The NHL players are generating more than 70% of Team Russia’s total shots, but just 54.5% of its goals.
They’re snakebit, getting hardly over 5% shooting compared to the fortuitous 13.2% enjoyed by the guys from the K.
That means while it may look like most of the offense is coming from Radulov and Kovalchuk, it’s only because their shots are the only ones getting through. They’re shooting 22.2 and 28.6% percent respectively (The Red Wings’ Datsyuk has a 22.2% as well). While Ovechkin and Malkin are leading in shots with 21 and 16 apiece, they’re just not scoring… yet. If we see more shots– that is, if Russia makes it another round or two– I’m pretty confident we’ll see the NHLers to do better and the KHLers do worse.
Individually, Alex Ovechkin is having trouble hitting the back of the net. He’s right on his NHL pace as far as shot volume is concerned, but of his 21 shots, just one– the first– was a goal. That one-for-21 clip means he’s shooting 4.8%, well below his career average of 12.3%. But that’s not crazy given the tiny sample size. Even this season, Ovi’s been this cold before.
From December 29th until January 9th, Ovechkin was shooting at or below his Olympic shooting percentage. After January 9th, he bounded up to his career average. No sweat, no panic, no Hot Stove.
And his ice time doesn’t seem to be off compared to what we see in the NHL either. It’s possible he’s getting one shift or less per game (around 30 seconds less compared to the NHL), but with only four games to draw from, it’s hard to say. That’s a bit surprising if we consider that the Russian national team is supposedly deeper than the Caps and therefore more egalitarian in sharing ice time. Maybe that assumption isn’t true after all.

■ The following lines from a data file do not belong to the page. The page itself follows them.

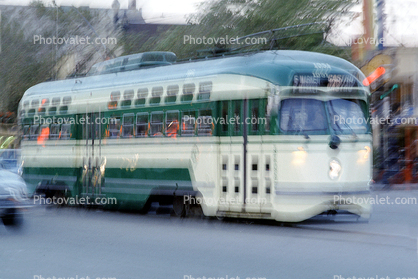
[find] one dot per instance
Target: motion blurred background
(372, 34)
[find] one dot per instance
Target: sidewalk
(397, 187)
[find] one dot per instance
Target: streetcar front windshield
(303, 116)
(299, 116)
(347, 117)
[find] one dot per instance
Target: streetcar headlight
(334, 169)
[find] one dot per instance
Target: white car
(13, 198)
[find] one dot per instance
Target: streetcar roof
(277, 67)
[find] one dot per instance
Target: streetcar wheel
(179, 207)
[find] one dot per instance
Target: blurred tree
(25, 62)
(237, 18)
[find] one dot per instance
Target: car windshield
(310, 116)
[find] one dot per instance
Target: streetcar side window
(128, 125)
(237, 119)
(224, 116)
(188, 121)
(142, 125)
(205, 123)
(157, 124)
(65, 131)
(114, 128)
(254, 114)
(172, 124)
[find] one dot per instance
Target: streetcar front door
(93, 163)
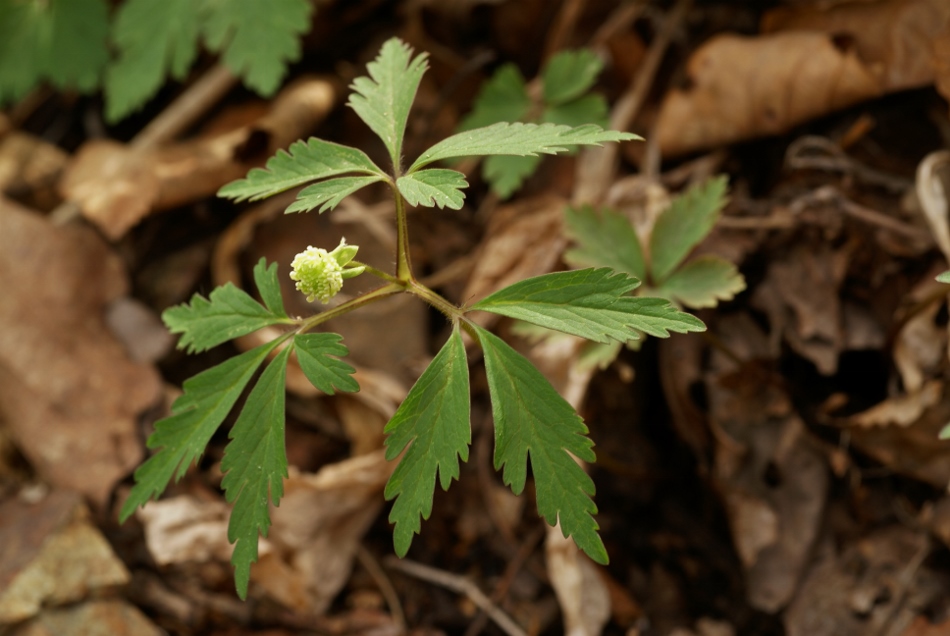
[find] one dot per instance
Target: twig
(508, 576)
(371, 565)
(460, 585)
(595, 170)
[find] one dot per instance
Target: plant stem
(403, 266)
(350, 305)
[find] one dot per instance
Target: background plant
(559, 96)
(68, 42)
(431, 428)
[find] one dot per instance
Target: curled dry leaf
(69, 395)
(116, 186)
(809, 62)
(743, 87)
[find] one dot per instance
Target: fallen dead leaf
(116, 186)
(69, 395)
(50, 555)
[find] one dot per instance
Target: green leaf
(154, 38)
(517, 139)
(703, 282)
(532, 420)
(182, 437)
(307, 161)
(507, 173)
(604, 239)
(229, 313)
(504, 97)
(569, 75)
(258, 38)
(383, 99)
(330, 193)
(269, 287)
(690, 217)
(315, 353)
(433, 187)
(589, 109)
(255, 465)
(434, 422)
(63, 41)
(590, 303)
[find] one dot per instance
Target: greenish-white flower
(319, 274)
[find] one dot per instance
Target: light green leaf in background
(257, 39)
(590, 303)
(533, 421)
(154, 38)
(604, 238)
(383, 99)
(434, 422)
(433, 187)
(62, 41)
(317, 354)
(570, 74)
(182, 437)
(326, 195)
(703, 282)
(255, 466)
(306, 161)
(517, 139)
(503, 97)
(689, 219)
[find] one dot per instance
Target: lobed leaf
(328, 194)
(533, 421)
(590, 303)
(504, 97)
(255, 465)
(383, 99)
(63, 41)
(154, 38)
(258, 39)
(434, 423)
(517, 139)
(604, 239)
(703, 282)
(690, 217)
(315, 353)
(227, 314)
(570, 74)
(183, 436)
(306, 161)
(433, 187)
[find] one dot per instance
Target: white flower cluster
(320, 274)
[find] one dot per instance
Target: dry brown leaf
(116, 185)
(875, 585)
(523, 239)
(51, 554)
(892, 38)
(318, 528)
(69, 395)
(744, 87)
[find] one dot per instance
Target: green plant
(607, 238)
(431, 428)
(67, 43)
(562, 99)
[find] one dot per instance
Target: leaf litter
(780, 475)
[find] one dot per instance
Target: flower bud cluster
(320, 274)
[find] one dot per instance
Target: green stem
(355, 303)
(403, 266)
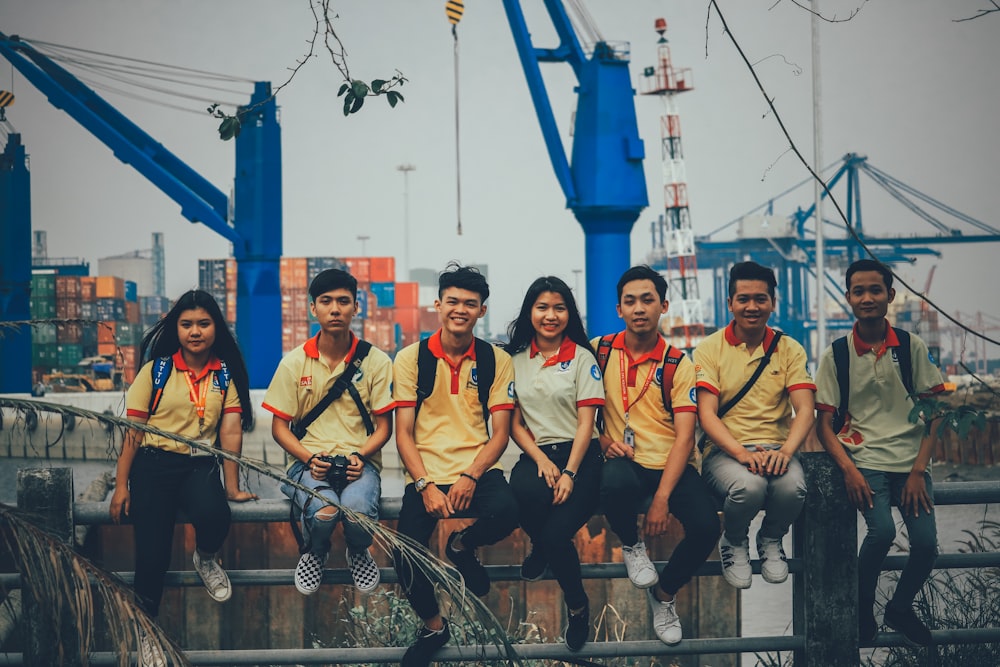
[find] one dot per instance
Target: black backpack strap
(486, 371)
(342, 384)
(905, 359)
(842, 363)
(426, 372)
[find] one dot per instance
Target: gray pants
(780, 496)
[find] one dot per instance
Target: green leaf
(229, 128)
(359, 88)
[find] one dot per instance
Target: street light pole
(406, 169)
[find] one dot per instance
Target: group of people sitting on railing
(609, 422)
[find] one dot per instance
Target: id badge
(193, 451)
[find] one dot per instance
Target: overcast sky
(902, 83)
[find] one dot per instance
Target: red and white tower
(674, 238)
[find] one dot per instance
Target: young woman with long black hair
(557, 479)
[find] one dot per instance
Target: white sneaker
(150, 654)
(735, 562)
(773, 565)
(364, 570)
(666, 623)
(309, 573)
(214, 577)
(640, 569)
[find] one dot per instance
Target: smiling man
(751, 440)
(648, 440)
(447, 387)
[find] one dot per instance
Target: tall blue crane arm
(200, 201)
(569, 51)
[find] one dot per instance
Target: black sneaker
(578, 629)
(905, 621)
(476, 578)
(867, 627)
(533, 567)
(427, 644)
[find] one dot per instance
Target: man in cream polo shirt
(451, 457)
(749, 458)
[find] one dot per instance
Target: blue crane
(604, 184)
(256, 226)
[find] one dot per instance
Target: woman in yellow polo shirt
(195, 384)
(557, 479)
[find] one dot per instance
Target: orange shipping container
(110, 287)
(88, 288)
(382, 269)
(407, 295)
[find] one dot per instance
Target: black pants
(492, 502)
(625, 486)
(160, 484)
(552, 527)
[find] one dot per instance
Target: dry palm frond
(64, 585)
(464, 606)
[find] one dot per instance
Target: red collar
(311, 346)
(213, 364)
(733, 340)
(656, 353)
(862, 347)
(567, 350)
(434, 344)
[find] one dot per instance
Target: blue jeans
(745, 494)
(887, 488)
(361, 496)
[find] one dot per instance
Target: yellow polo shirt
(653, 425)
(449, 429)
(549, 392)
(303, 378)
(763, 416)
(176, 412)
(879, 435)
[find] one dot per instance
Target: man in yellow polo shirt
(649, 449)
(450, 456)
(303, 378)
(749, 457)
(885, 458)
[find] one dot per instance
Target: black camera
(336, 476)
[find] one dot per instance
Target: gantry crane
(255, 229)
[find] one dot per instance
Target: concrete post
(825, 594)
(47, 493)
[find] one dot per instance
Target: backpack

Unfortunately, we don’t have data that break down how Ovi’s time on ice is being spent. A little extra power play time here or there might tell us a lot about how Coach Bill is deploying him. If we could isolate Ovechkin’s power play shot production– which appears low to me– we might know more. Unfortunately, I’m left with only adjectives– stupid, unpropitious, malodorous adjectives. I think that Ilya Kovalchuk and Alex Radulov are getting the lion’s share of power play shots, whereas Ovi is mostly left watching on his side of the ice– possibly as a side effect of the power play quarterback on the far side, Pavel Datsyuk, being a right-handed shot like Radulov, who has been the high man on the unit.
Finally, I’ve seen some commentary saying that Russia isn’t getting enough offensive contribution from its defense. Again, we have only shots to draw from, but that doesn’t seem to be the case.
About a quarter of Russia’s shots are coming from its defense, which is right in line with the other teams in the tournament.
In case you’re wondering, Canada is right in there too with a 73/27 split. Maybe we’d get different results if we had all shot attempts to use, but we’re working with what we’ve got here (all the while acknowledging that our data are weak).
So what did we learn? I don’t know. To me, Ovi is still Ovi. Maybe we’ll hear from the press that the “pressure is getting to him” or that “his work ethic is lacking” or something, but that would sound unduly presumptuous and insubstantial to me. I think there’s valid criticism about the formulation of Russia’s power play, but lots of teams go through 2-for-15 slumps without getting pegged as a systems failure. Nonetheless, I’d wish Dats and company would involve Ovi more.
There’s no guarantee that Russia beats Finland on Thursday. But if they do, I don’t see any reason to think we won’t see some classic Ovi stuff in the semifinals or medal rounds. That should be good news for the fans– and bad news for his opponents.